September is Peak Hurricane Season
Monday, September 6, 2004
The flavor of our current Caribbean season has to be hurricanes. The sea-breeze caressed pleasantly warm weather we experience allows us to enjoy a completely open-air style of life and pretty much for a full 365 days a year. This closeness of living to nature means we have to accept the reverse side of the ‘almost perfect weather coin’ too from time to time and around here the flipside does pop up in the form of the occasional tropical storm or hurricane.
We note that the subject is currently figuring prominently in the world’s media headlines because this year is setting storming new records around the globe. This week news from Florida’s latest pounding (the second in August) was echoed by extreme typhoon activity in Japan too.
Here on our island we feel that we have been ducking and diving over the last two weeks as Charley slid by to the south before thumping into Cuba and then Florida, tropical storm Earl thankfully ran out of steam just to the south of us and then most recently category 4 Frances just skirted by to the north. So big was Frances that we experienced quite strong winds and unusually warm air even down here in Boca Chica on the south coast. However, lucky though we have been so far we cannot ignore that Ivan “El Terrible” at the time of writing appears to have us right in his sites, almost as if the last three storms were tracer shells (powerful ones at that) and now the big cannon has our exact coordinates. We naturally hope that fate will intervene in our favor again, but if you see this blog space go quiet for a while it could be because we have our hands full with other matters.
Meanwhile seven years later:
Well, Ivan really was terrible: the 10th most intense Atlantic hurricane ever recorded.
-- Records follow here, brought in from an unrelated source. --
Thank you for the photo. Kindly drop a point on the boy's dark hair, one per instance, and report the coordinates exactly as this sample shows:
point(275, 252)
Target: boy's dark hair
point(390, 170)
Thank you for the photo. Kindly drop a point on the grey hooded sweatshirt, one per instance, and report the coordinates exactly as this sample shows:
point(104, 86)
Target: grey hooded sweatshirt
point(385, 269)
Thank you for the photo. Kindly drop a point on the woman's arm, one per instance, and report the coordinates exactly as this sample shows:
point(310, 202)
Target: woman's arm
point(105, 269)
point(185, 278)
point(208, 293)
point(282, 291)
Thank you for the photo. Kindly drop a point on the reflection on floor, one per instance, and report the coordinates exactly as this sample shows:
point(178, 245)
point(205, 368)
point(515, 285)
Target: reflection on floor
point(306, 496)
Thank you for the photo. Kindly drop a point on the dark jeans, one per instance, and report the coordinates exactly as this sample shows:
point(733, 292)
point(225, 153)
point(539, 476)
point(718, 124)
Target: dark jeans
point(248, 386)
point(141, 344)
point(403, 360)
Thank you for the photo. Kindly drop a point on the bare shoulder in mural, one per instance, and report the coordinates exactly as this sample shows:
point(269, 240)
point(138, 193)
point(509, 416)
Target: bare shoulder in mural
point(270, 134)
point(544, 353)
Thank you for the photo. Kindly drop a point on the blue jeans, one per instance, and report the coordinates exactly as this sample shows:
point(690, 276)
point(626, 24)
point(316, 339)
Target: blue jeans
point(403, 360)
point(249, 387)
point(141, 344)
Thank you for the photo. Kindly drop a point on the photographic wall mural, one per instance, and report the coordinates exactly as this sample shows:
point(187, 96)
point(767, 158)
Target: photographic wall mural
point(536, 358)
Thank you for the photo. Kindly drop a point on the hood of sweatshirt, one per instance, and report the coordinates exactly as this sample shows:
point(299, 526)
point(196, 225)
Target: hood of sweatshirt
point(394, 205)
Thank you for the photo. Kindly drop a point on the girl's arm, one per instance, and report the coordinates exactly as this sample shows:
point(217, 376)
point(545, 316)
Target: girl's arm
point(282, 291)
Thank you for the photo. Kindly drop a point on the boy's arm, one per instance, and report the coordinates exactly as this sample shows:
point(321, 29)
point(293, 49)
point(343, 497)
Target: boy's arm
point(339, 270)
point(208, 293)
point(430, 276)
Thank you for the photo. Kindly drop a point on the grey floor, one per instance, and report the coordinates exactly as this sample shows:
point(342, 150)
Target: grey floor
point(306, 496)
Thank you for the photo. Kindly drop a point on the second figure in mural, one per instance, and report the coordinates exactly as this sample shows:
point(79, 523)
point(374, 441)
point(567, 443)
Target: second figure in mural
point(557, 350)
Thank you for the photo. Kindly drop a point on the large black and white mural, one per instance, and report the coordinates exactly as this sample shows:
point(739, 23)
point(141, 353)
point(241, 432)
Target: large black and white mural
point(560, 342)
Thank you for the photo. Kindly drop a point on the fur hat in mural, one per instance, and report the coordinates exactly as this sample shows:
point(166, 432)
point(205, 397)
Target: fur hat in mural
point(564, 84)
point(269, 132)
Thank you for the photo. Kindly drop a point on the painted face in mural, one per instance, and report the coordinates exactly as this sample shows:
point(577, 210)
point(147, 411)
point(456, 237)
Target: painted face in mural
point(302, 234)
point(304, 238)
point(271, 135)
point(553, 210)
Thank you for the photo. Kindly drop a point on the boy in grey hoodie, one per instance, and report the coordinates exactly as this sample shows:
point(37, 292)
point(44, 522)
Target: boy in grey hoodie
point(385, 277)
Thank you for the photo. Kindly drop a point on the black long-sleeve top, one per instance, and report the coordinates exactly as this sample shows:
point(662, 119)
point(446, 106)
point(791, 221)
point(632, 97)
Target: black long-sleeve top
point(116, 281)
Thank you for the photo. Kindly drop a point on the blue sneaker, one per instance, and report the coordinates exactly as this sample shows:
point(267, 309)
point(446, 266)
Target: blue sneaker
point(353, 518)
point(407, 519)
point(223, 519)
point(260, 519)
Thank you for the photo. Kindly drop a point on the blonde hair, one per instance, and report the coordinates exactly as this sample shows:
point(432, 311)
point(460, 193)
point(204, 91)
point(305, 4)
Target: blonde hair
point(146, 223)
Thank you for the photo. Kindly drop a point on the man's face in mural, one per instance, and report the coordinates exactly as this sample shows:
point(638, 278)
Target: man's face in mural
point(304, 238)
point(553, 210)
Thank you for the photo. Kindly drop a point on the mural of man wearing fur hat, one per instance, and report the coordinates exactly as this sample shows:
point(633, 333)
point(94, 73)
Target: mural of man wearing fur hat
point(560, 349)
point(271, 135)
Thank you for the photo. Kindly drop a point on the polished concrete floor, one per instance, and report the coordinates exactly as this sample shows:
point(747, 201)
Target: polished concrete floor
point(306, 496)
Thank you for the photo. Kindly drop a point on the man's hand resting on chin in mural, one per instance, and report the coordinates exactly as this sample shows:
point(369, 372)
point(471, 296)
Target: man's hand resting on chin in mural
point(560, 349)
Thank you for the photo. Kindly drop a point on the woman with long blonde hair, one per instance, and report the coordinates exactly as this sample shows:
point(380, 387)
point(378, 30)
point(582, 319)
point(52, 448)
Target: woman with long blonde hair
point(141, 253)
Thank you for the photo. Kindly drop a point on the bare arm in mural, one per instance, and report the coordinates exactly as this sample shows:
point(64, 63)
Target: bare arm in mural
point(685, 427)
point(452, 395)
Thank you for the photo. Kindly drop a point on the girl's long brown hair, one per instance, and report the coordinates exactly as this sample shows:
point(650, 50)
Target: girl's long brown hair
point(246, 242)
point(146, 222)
The damage was severe in Grenada, Jamaica, Grand Cayman and western Cuba as well as Alabama but again the Dominican Republic managed to miss the worst of that one. The hurricane season is truly dependable and Irene has already passed by this year, again causing severe damage to other parts namely the east coast of the USA. The drenching we got here in Boca Chica is testament to the sheer magnitude of these storms but other than water infiltration (especially of computers) Irene was not so unkind to us.